Monday, March 26, 2012

Clyde Prestowitz gives a clear answer on how to balance free trade vs. targeted industrial policy

Clyde Prestowitz uses the example of Chinese support for solar panels and solar cells to discus how government policies can skew rational free market trade offs.  In this case, the Chinese intervention has driven 13 US companies (engaged in next gen research) out of business.
Further, he presents a great, simple solution!

The root of the trouble here is that the fundamental assumption of private enterprise driven free markets and comparative advantage-driven free trade is wrong. When governments have five-year plans that target certain industries for development aided by a plethora of incentives, the assumptions of free trade are out the window. This is even more true when those governments have powerful bureaucracies with broad discretionary powers to administer "guidance." It is even more true when the governments are authoritarian, and it is even more true when state owned enterprises are involved. When this combination of forces is present, you can be sure that the outcome is not going to be determined by unfettered market forces. So we shouldn't act like we think it will be.
Rather than pretend a free trade situation exists when it doesn't, we should define a targeted industry category of trade and establish a special set of rules to govern it separately from standard WTO-style trade. This could be done within the WTO or bi-laterally with particular countries, but in either case it would allow immediate imposition of offsets to market distorting subsidies and protections based on the presence of industry targeting policies.
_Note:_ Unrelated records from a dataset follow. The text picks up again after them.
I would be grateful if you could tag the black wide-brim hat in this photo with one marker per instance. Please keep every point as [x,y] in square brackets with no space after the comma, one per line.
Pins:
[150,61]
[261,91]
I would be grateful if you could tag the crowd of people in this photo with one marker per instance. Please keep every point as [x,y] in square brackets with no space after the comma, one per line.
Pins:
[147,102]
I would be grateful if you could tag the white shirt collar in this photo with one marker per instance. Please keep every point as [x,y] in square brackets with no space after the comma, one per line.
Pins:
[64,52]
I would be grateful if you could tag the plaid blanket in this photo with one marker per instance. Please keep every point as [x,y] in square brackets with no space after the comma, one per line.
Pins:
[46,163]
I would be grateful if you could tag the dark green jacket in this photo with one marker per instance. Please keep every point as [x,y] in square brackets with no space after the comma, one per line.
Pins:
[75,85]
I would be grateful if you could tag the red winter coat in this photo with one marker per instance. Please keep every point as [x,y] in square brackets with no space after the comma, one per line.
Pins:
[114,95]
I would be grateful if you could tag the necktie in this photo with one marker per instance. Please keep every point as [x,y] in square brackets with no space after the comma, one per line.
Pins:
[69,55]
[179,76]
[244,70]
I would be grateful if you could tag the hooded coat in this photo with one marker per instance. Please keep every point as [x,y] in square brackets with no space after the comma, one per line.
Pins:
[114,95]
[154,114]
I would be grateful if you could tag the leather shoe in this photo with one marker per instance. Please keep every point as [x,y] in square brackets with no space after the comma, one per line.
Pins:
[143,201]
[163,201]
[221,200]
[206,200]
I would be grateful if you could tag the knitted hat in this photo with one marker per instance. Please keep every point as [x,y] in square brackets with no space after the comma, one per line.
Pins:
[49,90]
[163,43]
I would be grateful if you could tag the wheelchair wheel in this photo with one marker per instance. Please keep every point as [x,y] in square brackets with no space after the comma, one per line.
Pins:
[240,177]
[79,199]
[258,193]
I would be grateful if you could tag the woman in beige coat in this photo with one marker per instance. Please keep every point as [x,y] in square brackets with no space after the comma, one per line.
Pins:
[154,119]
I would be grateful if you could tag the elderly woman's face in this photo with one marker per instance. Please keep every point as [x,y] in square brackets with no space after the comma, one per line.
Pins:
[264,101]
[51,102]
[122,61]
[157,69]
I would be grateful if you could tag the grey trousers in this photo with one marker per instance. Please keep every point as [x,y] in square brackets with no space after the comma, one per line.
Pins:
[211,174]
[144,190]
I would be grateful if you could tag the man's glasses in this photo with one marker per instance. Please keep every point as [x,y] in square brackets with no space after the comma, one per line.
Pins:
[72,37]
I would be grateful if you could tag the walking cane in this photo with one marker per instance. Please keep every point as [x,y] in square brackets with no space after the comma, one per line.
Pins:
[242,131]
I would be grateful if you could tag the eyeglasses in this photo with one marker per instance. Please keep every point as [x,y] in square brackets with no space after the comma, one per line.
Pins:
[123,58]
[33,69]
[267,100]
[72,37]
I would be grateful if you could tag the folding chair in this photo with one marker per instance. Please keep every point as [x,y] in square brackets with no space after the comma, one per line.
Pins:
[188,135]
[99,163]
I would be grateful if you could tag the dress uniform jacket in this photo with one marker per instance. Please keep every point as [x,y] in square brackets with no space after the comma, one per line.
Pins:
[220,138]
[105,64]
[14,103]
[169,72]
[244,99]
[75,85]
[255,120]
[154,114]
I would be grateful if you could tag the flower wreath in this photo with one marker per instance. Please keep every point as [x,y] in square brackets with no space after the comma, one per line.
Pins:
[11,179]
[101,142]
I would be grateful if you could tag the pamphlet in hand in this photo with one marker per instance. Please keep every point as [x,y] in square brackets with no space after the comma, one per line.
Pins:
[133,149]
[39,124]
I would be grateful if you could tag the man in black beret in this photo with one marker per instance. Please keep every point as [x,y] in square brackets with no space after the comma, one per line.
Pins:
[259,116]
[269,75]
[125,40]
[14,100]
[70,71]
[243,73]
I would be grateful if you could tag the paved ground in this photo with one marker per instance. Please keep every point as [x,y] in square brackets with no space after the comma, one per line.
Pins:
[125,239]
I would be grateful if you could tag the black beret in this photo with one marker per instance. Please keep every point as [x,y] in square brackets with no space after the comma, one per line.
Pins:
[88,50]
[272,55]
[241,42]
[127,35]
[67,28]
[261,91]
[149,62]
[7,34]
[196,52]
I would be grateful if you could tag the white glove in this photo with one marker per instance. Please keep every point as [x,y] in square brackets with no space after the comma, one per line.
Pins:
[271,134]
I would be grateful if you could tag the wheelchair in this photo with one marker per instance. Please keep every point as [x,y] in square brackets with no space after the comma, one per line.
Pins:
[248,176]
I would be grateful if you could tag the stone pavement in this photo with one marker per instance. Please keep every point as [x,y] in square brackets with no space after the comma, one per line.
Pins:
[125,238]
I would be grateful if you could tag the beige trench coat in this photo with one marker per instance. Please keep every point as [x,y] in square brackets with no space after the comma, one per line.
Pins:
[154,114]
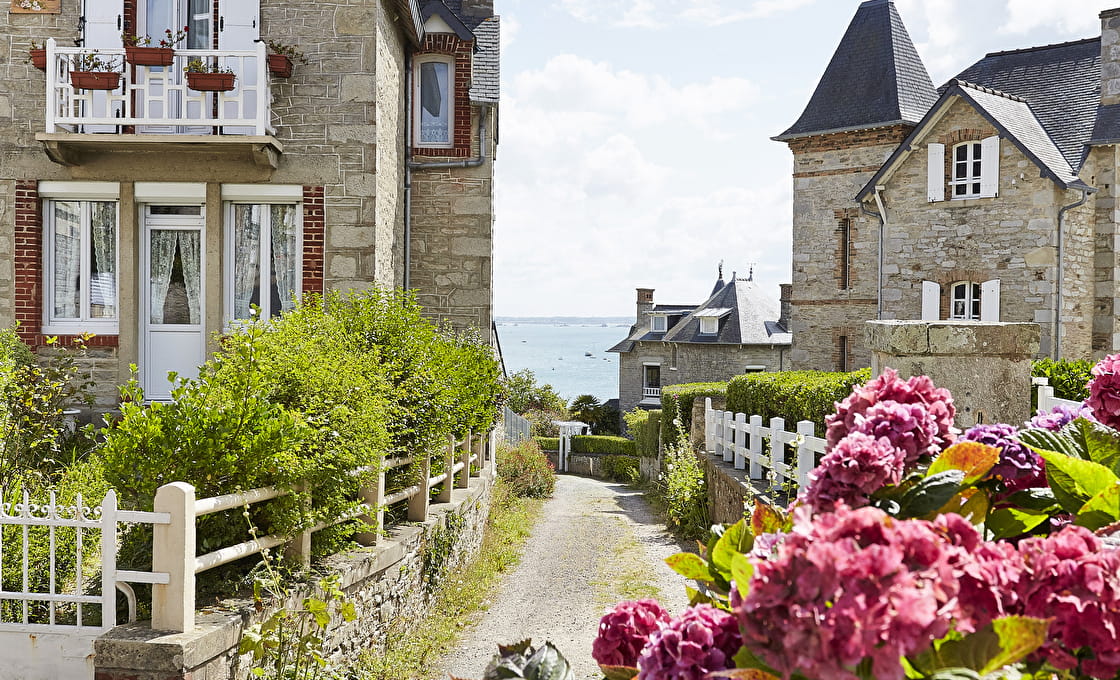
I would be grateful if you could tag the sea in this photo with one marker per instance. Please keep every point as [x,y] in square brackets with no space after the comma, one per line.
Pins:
[568,353]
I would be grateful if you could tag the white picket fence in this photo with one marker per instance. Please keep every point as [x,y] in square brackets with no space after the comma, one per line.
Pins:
[738,438]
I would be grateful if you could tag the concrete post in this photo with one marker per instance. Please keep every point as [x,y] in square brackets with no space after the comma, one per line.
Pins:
[173,552]
[985,364]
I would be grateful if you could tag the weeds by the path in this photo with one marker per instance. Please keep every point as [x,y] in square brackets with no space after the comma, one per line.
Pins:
[413,646]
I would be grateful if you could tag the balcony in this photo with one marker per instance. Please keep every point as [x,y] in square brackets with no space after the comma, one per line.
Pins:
[154,109]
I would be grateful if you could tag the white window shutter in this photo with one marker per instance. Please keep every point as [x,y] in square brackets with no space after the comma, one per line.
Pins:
[989,300]
[931,301]
[989,167]
[935,166]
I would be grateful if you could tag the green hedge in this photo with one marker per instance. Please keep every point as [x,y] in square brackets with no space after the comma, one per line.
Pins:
[793,394]
[549,444]
[598,444]
[1070,379]
[677,402]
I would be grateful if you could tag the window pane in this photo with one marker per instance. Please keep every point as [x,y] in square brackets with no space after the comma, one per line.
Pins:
[67,260]
[246,259]
[435,102]
[103,260]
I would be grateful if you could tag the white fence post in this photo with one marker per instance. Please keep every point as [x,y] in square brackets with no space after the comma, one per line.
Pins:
[740,440]
[806,459]
[755,447]
[173,604]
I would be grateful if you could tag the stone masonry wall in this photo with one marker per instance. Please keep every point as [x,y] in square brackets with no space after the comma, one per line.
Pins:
[385,584]
[694,363]
[1010,238]
[828,171]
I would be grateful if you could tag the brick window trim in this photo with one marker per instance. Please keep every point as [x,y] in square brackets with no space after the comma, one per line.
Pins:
[451,45]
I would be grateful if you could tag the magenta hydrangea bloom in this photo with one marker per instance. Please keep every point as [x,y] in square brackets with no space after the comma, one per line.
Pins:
[624,631]
[1016,460]
[856,467]
[916,416]
[850,585]
[1104,391]
[698,642]
[1075,580]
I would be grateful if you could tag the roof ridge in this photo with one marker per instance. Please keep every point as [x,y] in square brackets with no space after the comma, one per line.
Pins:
[1041,47]
[1008,95]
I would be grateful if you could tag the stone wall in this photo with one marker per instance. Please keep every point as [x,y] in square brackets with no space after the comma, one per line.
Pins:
[386,585]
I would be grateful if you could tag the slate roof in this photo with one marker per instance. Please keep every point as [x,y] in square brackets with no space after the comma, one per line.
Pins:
[1062,84]
[875,78]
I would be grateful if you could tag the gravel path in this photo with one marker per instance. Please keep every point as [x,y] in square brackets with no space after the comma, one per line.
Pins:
[596,543]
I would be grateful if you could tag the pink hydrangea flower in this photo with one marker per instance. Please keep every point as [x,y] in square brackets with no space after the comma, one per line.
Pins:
[1104,391]
[913,413]
[698,642]
[856,467]
[624,631]
[1072,578]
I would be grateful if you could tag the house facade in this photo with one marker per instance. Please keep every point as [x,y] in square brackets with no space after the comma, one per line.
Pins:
[737,329]
[991,198]
[155,213]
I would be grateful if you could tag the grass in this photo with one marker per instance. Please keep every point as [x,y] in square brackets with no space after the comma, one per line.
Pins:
[413,646]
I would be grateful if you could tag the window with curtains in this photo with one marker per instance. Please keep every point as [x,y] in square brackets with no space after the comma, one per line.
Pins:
[434,95]
[81,266]
[264,255]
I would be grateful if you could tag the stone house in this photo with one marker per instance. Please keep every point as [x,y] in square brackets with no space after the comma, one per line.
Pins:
[737,329]
[989,198]
[156,213]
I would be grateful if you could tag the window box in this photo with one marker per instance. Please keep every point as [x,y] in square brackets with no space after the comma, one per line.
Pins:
[95,80]
[211,82]
[149,56]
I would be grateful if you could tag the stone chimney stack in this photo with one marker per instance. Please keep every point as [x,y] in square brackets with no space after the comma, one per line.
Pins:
[786,305]
[644,303]
[1110,57]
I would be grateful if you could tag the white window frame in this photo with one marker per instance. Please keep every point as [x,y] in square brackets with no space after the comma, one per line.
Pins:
[227,275]
[86,194]
[417,65]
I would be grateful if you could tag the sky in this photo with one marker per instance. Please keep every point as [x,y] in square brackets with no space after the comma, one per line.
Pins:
[635,134]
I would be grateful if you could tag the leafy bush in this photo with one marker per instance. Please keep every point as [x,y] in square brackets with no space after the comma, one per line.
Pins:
[645,428]
[549,444]
[793,396]
[677,404]
[597,444]
[525,471]
[1070,379]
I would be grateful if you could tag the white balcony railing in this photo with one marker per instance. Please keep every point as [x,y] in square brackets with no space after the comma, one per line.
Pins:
[156,99]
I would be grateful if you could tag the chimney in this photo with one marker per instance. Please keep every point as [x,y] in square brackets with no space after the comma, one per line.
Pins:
[644,303]
[1110,57]
[786,305]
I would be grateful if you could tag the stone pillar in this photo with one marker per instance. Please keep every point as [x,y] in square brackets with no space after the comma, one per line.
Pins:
[986,365]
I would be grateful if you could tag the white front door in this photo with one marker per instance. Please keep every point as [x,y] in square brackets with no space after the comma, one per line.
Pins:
[171,309]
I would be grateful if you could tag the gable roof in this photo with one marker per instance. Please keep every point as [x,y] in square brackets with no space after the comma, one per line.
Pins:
[1011,115]
[875,78]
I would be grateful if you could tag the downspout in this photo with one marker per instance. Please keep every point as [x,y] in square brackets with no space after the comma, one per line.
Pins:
[1056,352]
[883,222]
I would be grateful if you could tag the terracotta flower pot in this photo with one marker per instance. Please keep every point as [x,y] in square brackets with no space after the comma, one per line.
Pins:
[280,65]
[149,56]
[211,82]
[95,80]
[39,58]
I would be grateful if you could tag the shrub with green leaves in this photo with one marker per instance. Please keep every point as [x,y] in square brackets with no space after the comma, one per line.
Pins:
[794,396]
[525,471]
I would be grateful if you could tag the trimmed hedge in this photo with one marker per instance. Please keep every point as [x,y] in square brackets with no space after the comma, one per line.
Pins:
[682,397]
[549,444]
[792,394]
[598,444]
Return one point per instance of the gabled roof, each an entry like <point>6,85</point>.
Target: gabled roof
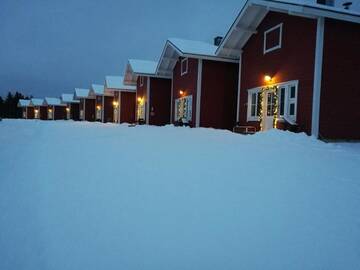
<point>254,11</point>
<point>24,103</point>
<point>136,67</point>
<point>97,89</point>
<point>175,48</point>
<point>81,93</point>
<point>36,102</point>
<point>68,98</point>
<point>117,83</point>
<point>52,101</point>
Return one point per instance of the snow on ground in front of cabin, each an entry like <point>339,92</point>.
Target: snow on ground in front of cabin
<point>103,196</point>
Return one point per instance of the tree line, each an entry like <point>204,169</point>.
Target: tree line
<point>9,105</point>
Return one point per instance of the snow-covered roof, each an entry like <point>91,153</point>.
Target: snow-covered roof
<point>175,48</point>
<point>24,103</point>
<point>136,67</point>
<point>193,47</point>
<point>117,83</point>
<point>143,66</point>
<point>52,101</point>
<point>37,102</point>
<point>68,98</point>
<point>97,89</point>
<point>254,11</point>
<point>81,93</point>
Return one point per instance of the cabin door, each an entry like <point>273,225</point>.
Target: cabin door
<point>268,111</point>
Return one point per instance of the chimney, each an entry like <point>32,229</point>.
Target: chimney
<point>217,40</point>
<point>326,2</point>
<point>347,5</point>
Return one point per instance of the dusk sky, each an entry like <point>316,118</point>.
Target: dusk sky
<point>49,47</point>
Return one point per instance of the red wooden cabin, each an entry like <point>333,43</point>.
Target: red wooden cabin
<point>27,109</point>
<point>55,109</point>
<point>124,102</point>
<point>298,67</point>
<point>153,92</point>
<point>87,104</point>
<point>104,111</point>
<point>72,107</point>
<point>204,86</point>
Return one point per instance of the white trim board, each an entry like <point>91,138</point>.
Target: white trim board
<point>147,106</point>
<point>239,91</point>
<point>317,77</point>
<point>198,94</point>
<point>265,51</point>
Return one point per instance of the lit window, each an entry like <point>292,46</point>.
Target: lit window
<point>184,66</point>
<point>287,102</point>
<point>254,105</point>
<point>282,101</point>
<point>273,38</point>
<point>183,109</point>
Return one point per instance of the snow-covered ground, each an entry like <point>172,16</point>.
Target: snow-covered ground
<point>103,196</point>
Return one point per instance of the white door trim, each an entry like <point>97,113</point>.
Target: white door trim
<point>317,77</point>
<point>239,91</point>
<point>198,93</point>
<point>147,106</point>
There might be a system of the issuance of warnings and consultation and a scaling of the offsets. But there would be no long delays and also no bitter exchanges of insulting pejoratives about cheating and unfairness between the parties. It would all just be business.
"Ah, I see that you, government X, are targeting industry Y. That is certainly your privilege. I can understand that you think it an important industry for you to have in the future. We think it's important too and while we are not especially targeting it we are invoking clause Z of the WTO to offset any negative impact on our industry of your policies. I'm sure you understand. Of course, we always stand ready to discuss the situation with you and to make appropriate adjustments. Many thanks for your understanding and cooperation."
Simple, polite, no lawyers, no expenses, no damages. Just business. That's how it could be if we scrap the free trade charade.